Tuesday, April 26, 2011

Work



I hate what I do.  I have said this before, but yesterday I was at work and for the first time in 15 years I suddenly thought to myself that what I do is disgusting.  I scrape the stuff off people's teeth that they are too lazy to clean up on their own.  It's gross. 


I have never been bothered by this before.   Do you think it's a sign?  Maybe it comes from cleaning up after people all day, every day.  I think I want something more out of what I do.  Some kind of fulfillment or what not.  Hmm...

I have been feeling a little low about work lately.  I only work relief and I was hoping to be getting more days.  On the flip side, Dan has been filling his schedule right up.  I am glad for that.  But there is a part of me that feels so guilty watching him work his butt off all the time when I could really help out with a few days here and there.  Silly.  He told me yesterday that I needed to stop and be grateful that the Lord is letting him work so I can be home with the kids.  I realized that we have for so long depended on my stints at work to get by, which is okay, but he is so ready to be the one to truly support our family.  He is the hardest worker I know.  He would do just about anything and work pretty much all the time in order to take care of us.  I am so proud of him and grateful to have him as my hubby and my children's father.

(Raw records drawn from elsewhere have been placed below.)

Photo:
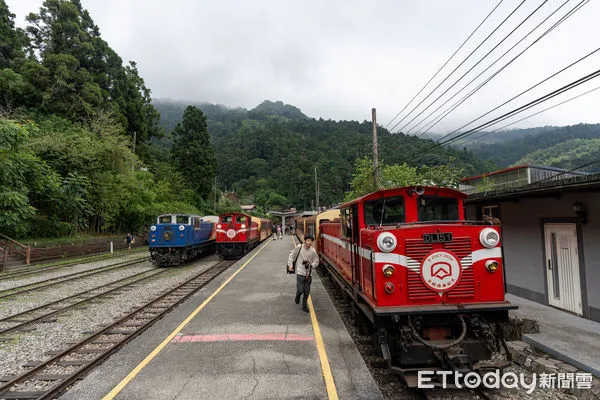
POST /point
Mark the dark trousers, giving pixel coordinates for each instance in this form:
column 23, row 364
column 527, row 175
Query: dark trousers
column 303, row 287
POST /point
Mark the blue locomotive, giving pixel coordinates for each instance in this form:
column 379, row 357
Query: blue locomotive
column 176, row 238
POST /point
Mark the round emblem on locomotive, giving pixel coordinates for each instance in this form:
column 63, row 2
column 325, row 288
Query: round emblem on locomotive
column 440, row 271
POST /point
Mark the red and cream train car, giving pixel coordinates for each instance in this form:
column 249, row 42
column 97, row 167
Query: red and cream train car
column 429, row 282
column 238, row 233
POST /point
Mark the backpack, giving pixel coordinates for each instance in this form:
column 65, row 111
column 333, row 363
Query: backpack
column 293, row 271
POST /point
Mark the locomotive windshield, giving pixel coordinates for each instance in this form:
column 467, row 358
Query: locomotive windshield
column 388, row 211
column 434, row 208
column 183, row 219
column 164, row 219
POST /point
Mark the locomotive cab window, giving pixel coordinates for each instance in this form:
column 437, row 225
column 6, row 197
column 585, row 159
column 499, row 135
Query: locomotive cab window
column 387, row 211
column 183, row 219
column 164, row 219
column 346, row 223
column 435, row 208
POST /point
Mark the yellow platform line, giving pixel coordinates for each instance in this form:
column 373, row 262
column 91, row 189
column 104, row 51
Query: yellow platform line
column 325, row 368
column 117, row 389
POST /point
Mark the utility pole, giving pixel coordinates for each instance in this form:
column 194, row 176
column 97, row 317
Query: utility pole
column 215, row 196
column 316, row 188
column 134, row 140
column 375, row 149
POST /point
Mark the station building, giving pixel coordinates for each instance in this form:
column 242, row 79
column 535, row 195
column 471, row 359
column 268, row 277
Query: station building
column 550, row 222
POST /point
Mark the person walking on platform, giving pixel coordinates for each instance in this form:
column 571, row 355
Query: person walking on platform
column 303, row 259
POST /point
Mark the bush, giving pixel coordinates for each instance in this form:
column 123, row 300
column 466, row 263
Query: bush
column 49, row 228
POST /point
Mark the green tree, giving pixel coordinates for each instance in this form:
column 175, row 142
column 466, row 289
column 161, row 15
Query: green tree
column 81, row 76
column 12, row 40
column 192, row 152
column 395, row 175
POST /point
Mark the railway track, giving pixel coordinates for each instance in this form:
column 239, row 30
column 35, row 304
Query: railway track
column 49, row 310
column 27, row 271
column 66, row 278
column 80, row 358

Of course, I feel guilty now about hating work.  But I love my work at home.  I guess he was right, I'm so fortunate to be able to do it.  Smart guy!  But I am looking for a career change eventually.  Any suggestions?



1 comment:

  1. You would be an excellent teacher!! And, you're so musical - you could teach piano and make a ton of money and STILL stay at home with your kidlets. If you tap into homeschooling families, you could teach piano while your kids are at school - imagine that!! I know that no matter what you do, you're going to be great. How lucky you are to have Dan bringing home the bacon - yeah Dan!!